SUKOHARJO – Pekerjaan yang tak tampak besar setelah pengecoran justru memengaruhi kesiapan jalan dipakai. Di Desa Parangjoro, fokus perbaikan diarahkan pada perapihan tanah di sisi jalan sawah.
Warga bersama Satgas TMMD Reguler ke-129 Kodim 0726/Sukoharjo menata tanah yang berbatasan langsung dengan badan jalan. Bagian rendah diratakan, celah antara cor dan tanah ditutup, lalu permukaannya dipadatkan supaya tidak mudah berubah.
Pada Sabtu, (8/8/2026), pekerjaan dimulai sejak pagi menggunakan cangkul, sekop, dan gerobak. Penataan dilakukan agar air hujan tidak langsung menggerus tanah di pinggir badan jalan yang bisa memengaruhi kondisi tepian cor.
Jalur ini mempunyai fungsi banyak: selain akses ke lahan pertanian, jalan juga dipakai mobilitas warga dan anak sekolah.
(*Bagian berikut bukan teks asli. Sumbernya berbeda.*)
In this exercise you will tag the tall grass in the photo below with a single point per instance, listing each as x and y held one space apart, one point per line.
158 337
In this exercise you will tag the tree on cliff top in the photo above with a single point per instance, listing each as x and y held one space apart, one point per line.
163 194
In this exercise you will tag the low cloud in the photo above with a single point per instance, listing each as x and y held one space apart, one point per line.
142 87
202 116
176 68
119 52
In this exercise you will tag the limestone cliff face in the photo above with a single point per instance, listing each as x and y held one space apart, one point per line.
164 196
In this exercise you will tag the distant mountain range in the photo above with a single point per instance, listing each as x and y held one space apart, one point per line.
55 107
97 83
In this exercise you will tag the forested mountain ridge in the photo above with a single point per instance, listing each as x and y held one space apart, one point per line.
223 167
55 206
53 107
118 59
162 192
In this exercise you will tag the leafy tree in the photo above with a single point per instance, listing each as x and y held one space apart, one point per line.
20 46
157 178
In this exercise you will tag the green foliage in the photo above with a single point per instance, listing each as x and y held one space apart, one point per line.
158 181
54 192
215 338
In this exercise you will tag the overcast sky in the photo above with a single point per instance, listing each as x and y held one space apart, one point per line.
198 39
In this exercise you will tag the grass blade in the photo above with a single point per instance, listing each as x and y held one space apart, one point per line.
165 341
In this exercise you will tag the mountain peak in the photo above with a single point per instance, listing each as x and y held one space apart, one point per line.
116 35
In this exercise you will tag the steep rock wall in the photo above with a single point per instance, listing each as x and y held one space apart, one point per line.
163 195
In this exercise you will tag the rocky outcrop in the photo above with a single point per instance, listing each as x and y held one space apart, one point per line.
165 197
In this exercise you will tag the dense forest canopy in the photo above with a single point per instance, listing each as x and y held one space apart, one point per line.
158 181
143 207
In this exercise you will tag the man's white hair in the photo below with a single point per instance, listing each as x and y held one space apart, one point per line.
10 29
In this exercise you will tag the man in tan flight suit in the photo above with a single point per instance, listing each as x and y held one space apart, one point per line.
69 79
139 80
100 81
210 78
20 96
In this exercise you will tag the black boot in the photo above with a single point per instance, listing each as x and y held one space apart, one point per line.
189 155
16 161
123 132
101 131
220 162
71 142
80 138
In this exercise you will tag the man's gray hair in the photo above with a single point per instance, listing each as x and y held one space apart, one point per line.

Oleh karena itu, kondisi bahu jalan diperhitungkan agar akses baru tidak hanya dapat dilewati tetapi juga aman serta nyaman.
Penyelesaian bagian kecil di tepi jalan dianggap sebagai investasi bagi umur infrastruktur. Ketika tanah, bahu jalan, dan badan cor dirapikan menyeluruh, manfaat pembangunan dapat dinikmati masyarakat tidak hanya saat pekerjaan selesai, namun selama akses digunakan.